AMLAPURA, Radar Bali.id - Kontingen Kabupaten Karangasem harus menelan pil pahit setelah gagal memenuhi target pada ajang Pekan Olahraga Provinsi (Porprov) Bali XVI tahun 2025.
Dengan perolehan total 10 medali emas, Karangasem hanya mampu finis di posisi kedelapan, jauh dari target awal untuk menembus tujuh besar.
Ketua Komite Olahraga Nasional Indonesia (KONI) Karangasem, I Gede Suadi, mengakui kekecewaan ini. "Kami menargetkan 21 medali emas. Sayangnya, kami belum bisa memenuhi target tersebut," ujar Suadi pada Rabu (17/9/2025).

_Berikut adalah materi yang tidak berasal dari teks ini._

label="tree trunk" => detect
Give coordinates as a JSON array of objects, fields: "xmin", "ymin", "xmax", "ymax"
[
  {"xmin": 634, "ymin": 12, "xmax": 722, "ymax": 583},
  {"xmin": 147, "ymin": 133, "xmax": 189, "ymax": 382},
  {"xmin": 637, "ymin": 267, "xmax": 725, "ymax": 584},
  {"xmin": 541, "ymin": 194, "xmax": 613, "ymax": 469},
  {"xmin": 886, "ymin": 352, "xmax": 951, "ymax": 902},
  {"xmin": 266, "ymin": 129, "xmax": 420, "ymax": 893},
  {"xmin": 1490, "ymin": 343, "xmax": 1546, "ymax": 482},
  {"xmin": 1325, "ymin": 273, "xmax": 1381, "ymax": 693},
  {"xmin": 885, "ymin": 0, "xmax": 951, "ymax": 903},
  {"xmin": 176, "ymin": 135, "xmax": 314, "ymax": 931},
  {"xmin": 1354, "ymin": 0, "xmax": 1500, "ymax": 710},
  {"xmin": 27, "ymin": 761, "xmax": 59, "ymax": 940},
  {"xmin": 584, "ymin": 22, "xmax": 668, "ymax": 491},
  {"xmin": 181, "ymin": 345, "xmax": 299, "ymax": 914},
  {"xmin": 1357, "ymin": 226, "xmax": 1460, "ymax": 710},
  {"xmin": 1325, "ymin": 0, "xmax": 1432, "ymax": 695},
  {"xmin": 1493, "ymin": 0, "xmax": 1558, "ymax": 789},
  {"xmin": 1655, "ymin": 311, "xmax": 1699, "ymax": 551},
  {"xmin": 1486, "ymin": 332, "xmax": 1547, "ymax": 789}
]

Perolehan Medali Meningkat Meski Target Tak Tercapai
Meski target meleset, Suadi menyebut ada sisi positif dari hasil Porprov kali ini. Perolehan medali emas Karangasem meningkat dibanding Porprov sebelumnya. Selain 10 medali emas, mereka juga berhasil mengumpulkan 25 medali perak dan 53 medali perunggu.
"Posisi kami meningkat satu tingkat dari juru kunci sebelumnya. Ini menunjukkan ada perbaikan, meskipun belum sesuai target," tambahnya.
Evaluasi Menyeluruh dan Dugaan Kecurangan
Di balik hasil ini, Suadi juga mengungkapkan kekecewaannya terhadap jalannya beberapa pertandingan. Pihaknya merasa dirugikan akibat dugaan ketidakprofesionalan wasit dan juri pada laga final cabang olahraga (cabor) muaythai dan silat. "Kami merasa dizalimi, sehingga gagal meraih medali emas," keluhnya.
Menyikapi hasil yang tidak maksimal, KONI Karangasem akan segera melakukan evaluasi menyeluruh. Suadi menyoroti beberapa cabor unggulan yang justru gagal menyumbang medali emas tahun ini, seperti woodball dan petanque.
"Ke depannya, kami akan lebih fokus mendorong cabor perorangan karena potensi meraih medali emasnya lebih besar," tutup Suadi, menegaskan strategi baru untuk Porprov berikutnya.[*].